Black-Capped Chickadee with Bird box

This bird box story was told to me by Janie Chodosh, the co-author of my new book, Wild LivesI loved the story so much I asked her to write it up for all of you to read. I think it’s a perfect inspirational tale in celebration of Earth Day. 

 

 

Improving the World One Bird Box at a Time

My husband has gone crazy—but not in the way you might think.

After finding a dead bewick’s wren that he had accidentally killed in our garage, he decided to make amends by building a bird box to give these lovely songbirds a place to nest. His logic made perfect sense to me: if he could make a home for a pair of bewick’s wrens to nest and fledge young, he’d add to the population and feel less horrific about the deceased bird.

One trip to the lumber store later, he built a beautiful nest box, put it up in a tree, and together we admired his work. But making one bird box, it turns out, wasn’t enough for my husband. If one box was good, one a week for a whole year, a total of 52, would be better.

 

 

Black-Capped Chickadee with Bird box
Bird box inspection from a black-capped chickadee.

 

Twenty nesting boxes later, some with smaller holes for chickadees and titmice, others with larger holes for tyrant flycatchers (and one for a downy woodpecker who whittled out the hole to her own liking), I convinced him to stop. Some species, it turns out, won’t nest if too many other birds of the same kind are in close proximity, and our yard was already maxed out in the bird box sense. It was on the verge of becoming urban crowding for the bird world.

He didn’t want to stop, though, so I suggested he gift his ongoing supply of nesting boxes to other people who adore our feathered companions as much as we do.

Gifting bird boxes, it turns out, wasn’t enough for him either, so he coined phase three of the project: building nest boxes and surreptitiously placing them in open spaces around town. This project morphed from his project to our project. I love the whole idea of guerilla habitat improvement. It reminds me of Miss Rumphius, the picture book I used to read to my daughter about the woman who planted lupine flowers across her community as a way to make the world more beautiful. With the fabulous Miss Alice Rumphius as my mentor, my husband and I placed our first nest box in a cottonwood tree in the open space behind our house— a perfect location for some habitat improvement.

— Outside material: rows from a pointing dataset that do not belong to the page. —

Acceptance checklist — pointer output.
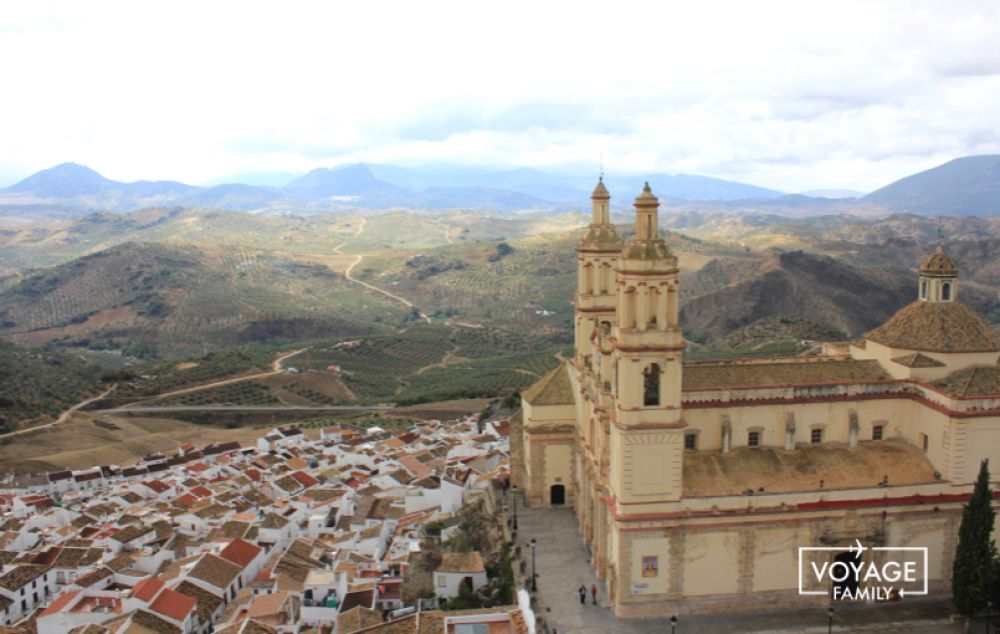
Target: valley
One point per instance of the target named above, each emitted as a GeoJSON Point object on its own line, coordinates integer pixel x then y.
{"type": "Point", "coordinates": [203, 309]}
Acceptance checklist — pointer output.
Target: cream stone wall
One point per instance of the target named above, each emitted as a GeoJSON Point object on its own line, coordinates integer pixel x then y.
{"type": "Point", "coordinates": [902, 418]}
{"type": "Point", "coordinates": [710, 562]}
{"type": "Point", "coordinates": [775, 558]}
{"type": "Point", "coordinates": [977, 440]}
{"type": "Point", "coordinates": [558, 465]}
{"type": "Point", "coordinates": [649, 583]}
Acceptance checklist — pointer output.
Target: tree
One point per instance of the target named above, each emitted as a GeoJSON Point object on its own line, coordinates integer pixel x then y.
{"type": "Point", "coordinates": [972, 575]}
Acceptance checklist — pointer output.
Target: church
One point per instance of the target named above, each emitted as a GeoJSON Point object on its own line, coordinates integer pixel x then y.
{"type": "Point", "coordinates": [702, 485]}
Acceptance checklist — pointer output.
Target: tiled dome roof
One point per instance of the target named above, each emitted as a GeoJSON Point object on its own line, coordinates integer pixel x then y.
{"type": "Point", "coordinates": [936, 327]}
{"type": "Point", "coordinates": [939, 264]}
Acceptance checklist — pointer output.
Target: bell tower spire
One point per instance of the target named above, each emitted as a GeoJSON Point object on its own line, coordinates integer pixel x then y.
{"type": "Point", "coordinates": [601, 202]}
{"type": "Point", "coordinates": [597, 252]}
{"type": "Point", "coordinates": [647, 357]}
{"type": "Point", "coordinates": [646, 217]}
{"type": "Point", "coordinates": [938, 277]}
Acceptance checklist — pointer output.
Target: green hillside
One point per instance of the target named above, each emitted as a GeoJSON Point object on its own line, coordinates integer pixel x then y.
{"type": "Point", "coordinates": [37, 383]}
{"type": "Point", "coordinates": [160, 300]}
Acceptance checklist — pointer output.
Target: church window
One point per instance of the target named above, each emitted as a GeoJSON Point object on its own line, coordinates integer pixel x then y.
{"type": "Point", "coordinates": [651, 385]}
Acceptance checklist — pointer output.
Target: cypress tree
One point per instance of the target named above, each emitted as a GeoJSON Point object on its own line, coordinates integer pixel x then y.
{"type": "Point", "coordinates": [972, 574]}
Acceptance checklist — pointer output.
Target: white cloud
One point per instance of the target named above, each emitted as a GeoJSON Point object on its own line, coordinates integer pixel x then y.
{"type": "Point", "coordinates": [788, 95]}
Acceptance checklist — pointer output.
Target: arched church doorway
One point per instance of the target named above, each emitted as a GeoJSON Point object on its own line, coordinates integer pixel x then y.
{"type": "Point", "coordinates": [845, 578]}
{"type": "Point", "coordinates": [557, 494]}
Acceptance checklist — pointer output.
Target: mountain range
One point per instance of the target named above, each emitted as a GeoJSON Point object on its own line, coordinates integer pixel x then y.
{"type": "Point", "coordinates": [70, 188]}
{"type": "Point", "coordinates": [964, 186]}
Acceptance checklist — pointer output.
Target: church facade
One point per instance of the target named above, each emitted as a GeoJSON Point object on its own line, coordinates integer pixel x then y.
{"type": "Point", "coordinates": [697, 485]}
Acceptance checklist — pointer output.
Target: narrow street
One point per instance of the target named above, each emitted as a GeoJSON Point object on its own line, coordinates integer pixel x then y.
{"type": "Point", "coordinates": [562, 566]}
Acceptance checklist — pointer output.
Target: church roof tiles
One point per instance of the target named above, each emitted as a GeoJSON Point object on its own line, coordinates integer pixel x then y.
{"type": "Point", "coordinates": [552, 389]}
{"type": "Point", "coordinates": [936, 327]}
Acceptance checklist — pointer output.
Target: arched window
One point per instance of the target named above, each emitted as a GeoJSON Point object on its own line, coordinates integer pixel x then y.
{"type": "Point", "coordinates": [651, 385]}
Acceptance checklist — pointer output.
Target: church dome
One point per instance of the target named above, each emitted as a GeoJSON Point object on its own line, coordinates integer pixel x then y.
{"type": "Point", "coordinates": [646, 198]}
{"type": "Point", "coordinates": [939, 264]}
{"type": "Point", "coordinates": [936, 327]}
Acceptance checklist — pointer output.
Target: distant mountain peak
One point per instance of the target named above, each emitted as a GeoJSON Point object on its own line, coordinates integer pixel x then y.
{"type": "Point", "coordinates": [62, 181]}
{"type": "Point", "coordinates": [969, 185]}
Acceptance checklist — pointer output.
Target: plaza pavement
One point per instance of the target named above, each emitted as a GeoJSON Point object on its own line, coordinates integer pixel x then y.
{"type": "Point", "coordinates": [562, 567]}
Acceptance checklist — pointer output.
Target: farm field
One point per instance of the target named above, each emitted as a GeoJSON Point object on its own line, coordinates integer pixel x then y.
{"type": "Point", "coordinates": [81, 443]}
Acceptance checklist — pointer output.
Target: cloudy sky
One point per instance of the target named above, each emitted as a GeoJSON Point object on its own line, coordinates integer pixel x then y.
{"type": "Point", "coordinates": [794, 96]}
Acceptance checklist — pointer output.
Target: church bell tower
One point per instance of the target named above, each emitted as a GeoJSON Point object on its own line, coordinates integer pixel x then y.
{"type": "Point", "coordinates": [597, 253]}
{"type": "Point", "coordinates": [647, 439]}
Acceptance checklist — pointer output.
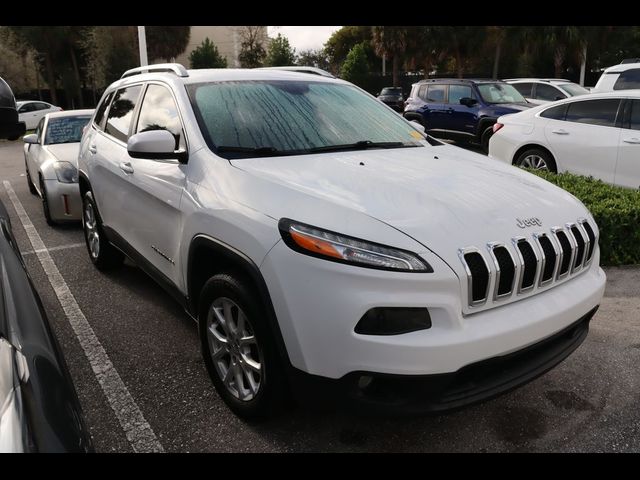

Next we plan to adorn unsuspecting trees in city parks, places where there are birds, but no habitat for cavity nesters to have a good tree hole in which to raise their young.

I don’t know what will happen in these guerilla locations, but I know what has happened in my back yard. With the water, seed, nesting fluff (a ball of wool offering for birds to line their nests) and 20 nest boxes, our yard has become a bird sanctuary, a back yard habitat where any bird is welcome and none is turned away.

We might not be saving the world with our bird boxes, but certainly some chickadees, wrens, titmice, and woodpeckers are enjoying a little extra help this spring in finding a place to raise their young.

I like to think that the bewick’s wren that died in the garage would be pleased.